Bizler her gün haberleri izliyoruz, kapatıyoruz, sonra dizi ya da film izliyoruz. Ertesi gün işe gidiyoruz, akşam yine haber izliyoruz. Değişen hiçbir şey yok! Somut bir adım yok. Aç olan yine aç. Yiten yaşamlar geri gelmiyor ve onların geride bıraktıklarının sevdiklerinin acısı bitmiyor.  Kürsüye çıkıp konuşanlar yine aynı insanlar, aynı manzara, kaybedilen onca kadın, verilen adaletsiz kararlar ve işsizlik.  Her gün aynı şeyleri duyuyoruz.

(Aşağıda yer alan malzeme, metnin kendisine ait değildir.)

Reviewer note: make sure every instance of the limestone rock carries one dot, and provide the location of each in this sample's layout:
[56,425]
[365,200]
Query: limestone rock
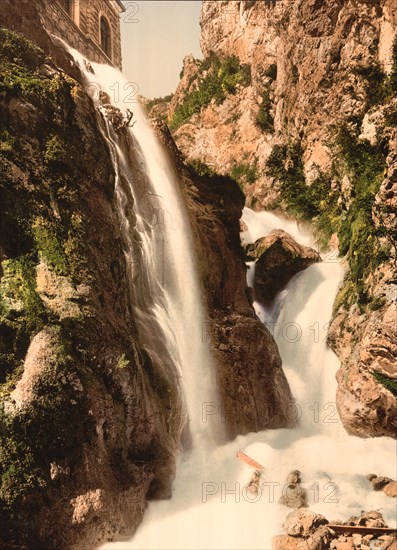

Gördünüz mü Kadir Şeker’e verilen adaletsiz karardan başlayan konu nerelere geldi? Çünkü her şey zincirin halkaları misali birbirine bağlı. Gerçekten kim halkın yanında? Bu soruyu kendinize hiç sordunuz mu? Biz konuşma değil, somut adım görmek istiyoruz. Bir şeyler değişsin istiyoruz, haberlere bakıp iki dakika sonra kendi hayatımıza yeniden dönmek istemiyoruz. Şahsi fikrimce böylesi bana hiç samimi gelmiyor! Ben elimdeki imkanla ancak düşüncelerimi bu şekilde burada yazabildim. Herkes elini taşın altına koysun, somut bir şey yapsın.  Güneş ancak böyle doğabilir.